Although the narrative is linear there is a striking and persistent tension that varies between a push and pull, backward and forward movement, paralleling or doubling throughout the text. Álvarez sets up this tension from the beginning when she calls Haiti the sister she never knew. She continues in different ways at different times both in the content and the form of the text to reinforce, but also trouble the sense of familial connection between not just the countries but their inhabitants. For example, the narrative swings between stories of her parents’ younger lives together and their current state of mental and physical decay (pp. 18–25), there are short history lessons about the complex relationship between Haiti and the D.R. sprinkled throughout the text, upon her return to the D.R. she compares the dark-skinned [End Page 248] people (perhaps Haitians, she wonders) doing the hard work in the back of a cassava bread-making operation to the lighter skinned workers up front (p. 124). These are just a few examples. There is also the haunting sense that the author is marking a “time before” and a “time after” in the book’s form. This is achieved partly through the division of the book into two sections that are marked by a seemingly hand-drawn map of Haiti and the D.R. that span two pages, complete with the route and stops that Álvarez and her fellow travelers made during their first journey across the border pre-earthquake and the route they take during their second trip post-earthquake. The arrows that point out different spots on the map actually look penciled in, enhancing the intimate feel of the text.
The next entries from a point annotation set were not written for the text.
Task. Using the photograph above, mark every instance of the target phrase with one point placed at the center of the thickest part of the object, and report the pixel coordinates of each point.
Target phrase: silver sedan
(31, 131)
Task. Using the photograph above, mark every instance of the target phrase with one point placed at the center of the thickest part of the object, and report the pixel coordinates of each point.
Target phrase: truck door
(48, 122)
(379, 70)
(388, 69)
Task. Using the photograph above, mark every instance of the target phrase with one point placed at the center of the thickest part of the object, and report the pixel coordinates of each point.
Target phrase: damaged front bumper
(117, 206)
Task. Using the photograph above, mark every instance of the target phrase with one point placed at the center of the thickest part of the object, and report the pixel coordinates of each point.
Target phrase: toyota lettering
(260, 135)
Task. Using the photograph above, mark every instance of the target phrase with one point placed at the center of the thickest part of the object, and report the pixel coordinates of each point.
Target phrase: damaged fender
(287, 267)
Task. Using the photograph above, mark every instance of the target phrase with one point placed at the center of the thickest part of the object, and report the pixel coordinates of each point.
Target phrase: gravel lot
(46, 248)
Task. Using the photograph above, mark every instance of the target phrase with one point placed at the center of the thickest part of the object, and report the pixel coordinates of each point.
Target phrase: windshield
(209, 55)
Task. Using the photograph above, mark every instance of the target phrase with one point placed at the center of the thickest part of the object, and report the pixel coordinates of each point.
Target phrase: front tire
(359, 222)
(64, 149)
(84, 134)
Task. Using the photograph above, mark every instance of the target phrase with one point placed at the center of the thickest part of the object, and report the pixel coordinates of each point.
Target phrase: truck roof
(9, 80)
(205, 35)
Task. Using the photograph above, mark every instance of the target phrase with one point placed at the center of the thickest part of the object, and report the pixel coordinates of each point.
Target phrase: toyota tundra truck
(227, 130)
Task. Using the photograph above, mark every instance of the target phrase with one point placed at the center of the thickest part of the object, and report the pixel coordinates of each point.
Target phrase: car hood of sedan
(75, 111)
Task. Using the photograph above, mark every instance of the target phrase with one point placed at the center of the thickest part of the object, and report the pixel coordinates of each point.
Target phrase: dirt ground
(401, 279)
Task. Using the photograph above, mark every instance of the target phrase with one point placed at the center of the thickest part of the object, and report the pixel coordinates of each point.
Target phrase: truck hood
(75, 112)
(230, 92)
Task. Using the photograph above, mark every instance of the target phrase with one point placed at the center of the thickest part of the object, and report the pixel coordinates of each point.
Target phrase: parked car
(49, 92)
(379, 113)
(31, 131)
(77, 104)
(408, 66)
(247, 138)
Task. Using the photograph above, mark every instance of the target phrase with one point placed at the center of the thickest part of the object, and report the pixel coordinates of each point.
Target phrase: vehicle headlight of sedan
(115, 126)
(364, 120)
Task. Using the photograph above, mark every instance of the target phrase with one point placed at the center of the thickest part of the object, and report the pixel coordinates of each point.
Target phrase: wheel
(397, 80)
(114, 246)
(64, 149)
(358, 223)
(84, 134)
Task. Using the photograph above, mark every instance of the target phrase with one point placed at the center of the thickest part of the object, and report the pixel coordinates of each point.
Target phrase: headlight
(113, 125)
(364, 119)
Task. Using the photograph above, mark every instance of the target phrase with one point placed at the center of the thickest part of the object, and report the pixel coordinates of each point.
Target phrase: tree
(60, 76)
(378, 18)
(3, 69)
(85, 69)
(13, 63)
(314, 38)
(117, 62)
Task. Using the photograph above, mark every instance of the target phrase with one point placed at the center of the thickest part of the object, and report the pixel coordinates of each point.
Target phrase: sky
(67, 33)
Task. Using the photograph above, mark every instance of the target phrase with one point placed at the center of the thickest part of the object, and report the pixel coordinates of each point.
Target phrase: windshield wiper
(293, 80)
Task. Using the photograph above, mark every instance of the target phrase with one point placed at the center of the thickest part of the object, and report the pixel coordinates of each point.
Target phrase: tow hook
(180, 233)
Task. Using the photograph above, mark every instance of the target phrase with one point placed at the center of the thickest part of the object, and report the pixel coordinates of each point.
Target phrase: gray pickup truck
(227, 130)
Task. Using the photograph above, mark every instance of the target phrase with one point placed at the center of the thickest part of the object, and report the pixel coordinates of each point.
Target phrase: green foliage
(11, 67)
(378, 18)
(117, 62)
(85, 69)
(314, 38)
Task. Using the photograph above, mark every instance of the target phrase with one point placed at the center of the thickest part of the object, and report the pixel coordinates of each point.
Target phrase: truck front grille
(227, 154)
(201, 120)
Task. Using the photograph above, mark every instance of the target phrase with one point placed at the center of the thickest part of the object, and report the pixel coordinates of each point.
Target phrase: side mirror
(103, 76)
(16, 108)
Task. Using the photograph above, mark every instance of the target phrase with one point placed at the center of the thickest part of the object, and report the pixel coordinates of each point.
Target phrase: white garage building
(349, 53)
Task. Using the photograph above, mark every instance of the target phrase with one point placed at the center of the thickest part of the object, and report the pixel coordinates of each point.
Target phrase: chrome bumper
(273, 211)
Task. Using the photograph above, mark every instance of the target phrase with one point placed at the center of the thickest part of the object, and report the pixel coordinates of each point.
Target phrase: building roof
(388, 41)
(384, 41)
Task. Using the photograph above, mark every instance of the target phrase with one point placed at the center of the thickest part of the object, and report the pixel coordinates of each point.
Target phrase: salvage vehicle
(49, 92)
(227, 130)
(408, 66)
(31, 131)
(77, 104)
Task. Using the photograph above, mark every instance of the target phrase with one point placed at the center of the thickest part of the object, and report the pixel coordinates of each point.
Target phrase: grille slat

The work is painfully honest, perhaps exposing the author to criticism. For example, when she relates Bill’s comment that the passengers traveling with them are not going to protest the decision of the guy who is giving them a ride home, the reader may read into the remark evidence of all-too-familiar trope of the white male exerting his power over the indebted subaltern. While this may, indeed, be a valid reading of his words, his words and actions before and after that moment reveal a human being with his own foibles, fears and ego who goes above and beyond to protect those whom he obviously considers part of his family. This is made...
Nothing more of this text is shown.